Luckily one of the most pressing gardening tasks for this time of year is seedling sowing. Which can be done indoors. Yay. Which leads me to:

Planting

I planted my tomato seeds this weekend just gone.


I will blog in more detail about this later in the week.

I also have onion seedlings raised from seed which I will need to plant out into the garden in the next few weeks.

Harvesting

Again, not much different from last month. Plenty of cabbages and kale is ongoing.


This is a pretty representative sample of current harvests:


Veg not pictured but also harvested include lettuce, beetroots, carrots, lemons.

Fruit from the garden is limited to apples.


Only four Sundowner apples left.

I'm almost harvesting peas.


And there is a single very proactive asparagus spear.


To do:
  • Plant onion seedlings.
  • Sow seeds of eggplant and peppers/capsicums.
  • Hibernate.
How is your garden going this August?



Seed sorting...

01 August, 2014

I have finally gotten my act together and sorted my seeds for summer crops.


This always seems an activity of wishful thinking. In the midst of the darkest depths of winter I'm imagining the bountiful cornucopia of produce that the seed boxes with their seed packets promise. I'm planning how many tomato plants I'm going to grow, what varieties and where I will fit them all in.

In the deepest darkest depths of winter. When I'm so cold at times outside my hands and toes and nose are numb.

See: wishful thinking.

But I do it anyway, because I hope that earlier sowings inside where it is warm and coddled during early spring will mean early tomatoes for me. And eggplants, and melons, and peppers...

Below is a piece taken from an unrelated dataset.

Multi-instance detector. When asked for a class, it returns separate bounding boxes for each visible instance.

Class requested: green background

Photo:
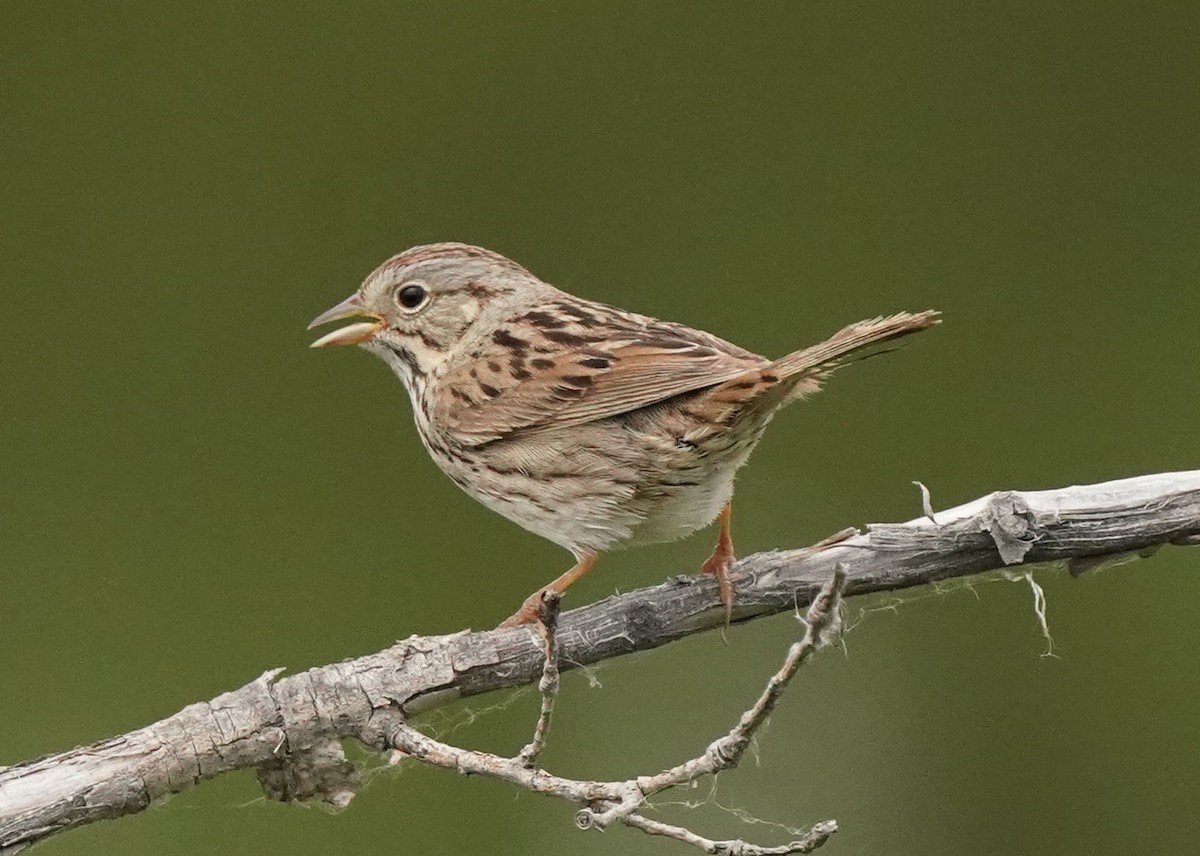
[3,3,1199,854]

So I dragged out the seed boxes and sat on the lounge with the heater on, sorting seeds.


My seed boxes are two ex-wine glass boxes (which I have written about before), which is by far the handiest way I've found of keeping seeds. Of course I also felt the need to pretty them up. I have an Autumn-Winter box and a Spring-Summer box with corresponding season appropriate veg pictures.

Each box has six compartments which means each month of the year has a slot, and each slot is perfectly sized for standard seed packet sizes.

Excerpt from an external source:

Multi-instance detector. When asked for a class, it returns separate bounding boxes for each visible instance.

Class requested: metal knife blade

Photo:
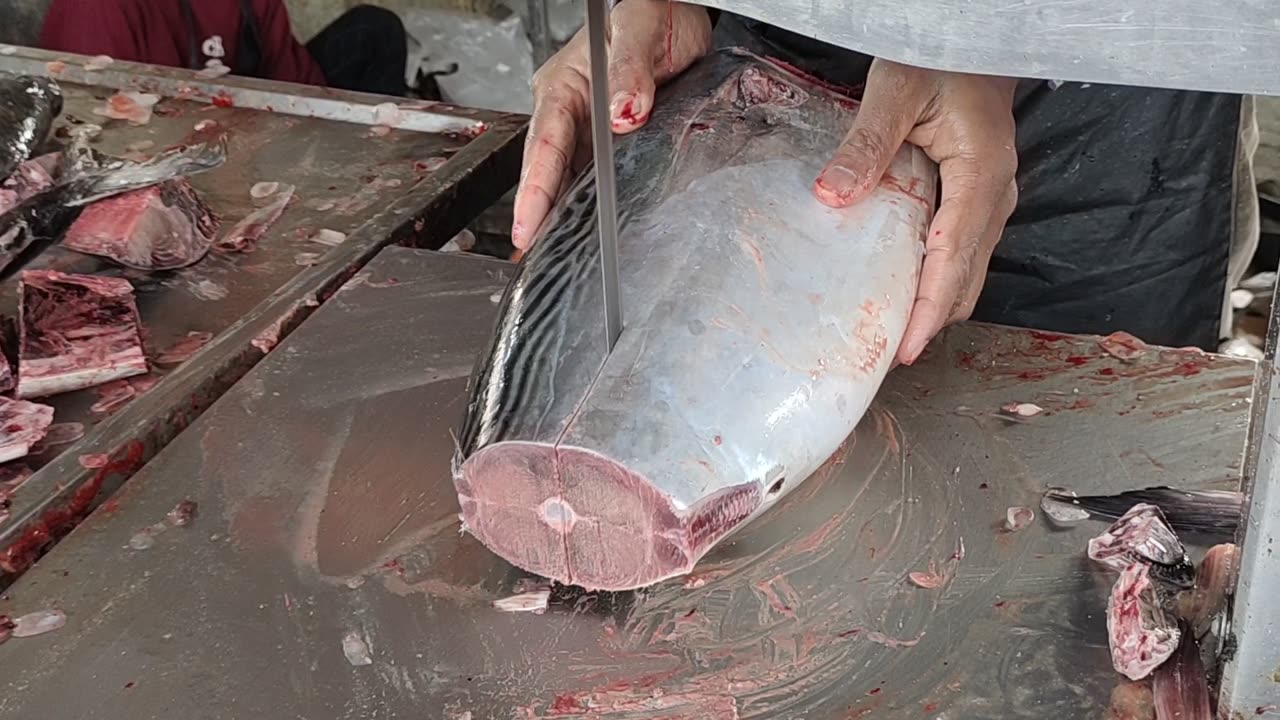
[585,0,624,352]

 I just slot the seeds appropriate for each month into the slot, which supposedly helps me to successionally sow seeds as the season progresses, although in practice I'm too lazy for this to be effective.

Anyhoo.

The July compartment was full of seeds for early sowings.

Of my 40+ varieties of tomato seed I have short-listed 24 for early sowing.


These I shall sow over the coming weekend. Yes, I will. No excuses.

Eggplants and peppers are a lower priority, but I hope to sow them in the coming weeks.


Earmarked for early September sowings are the melons, hopefully to get some early crops in around December/January.


Now I just need to get some seed raising mix (attempts at making my own have always proven too messy, so I'm lazy and just buy pre-mixed stuff) and get them into some pots.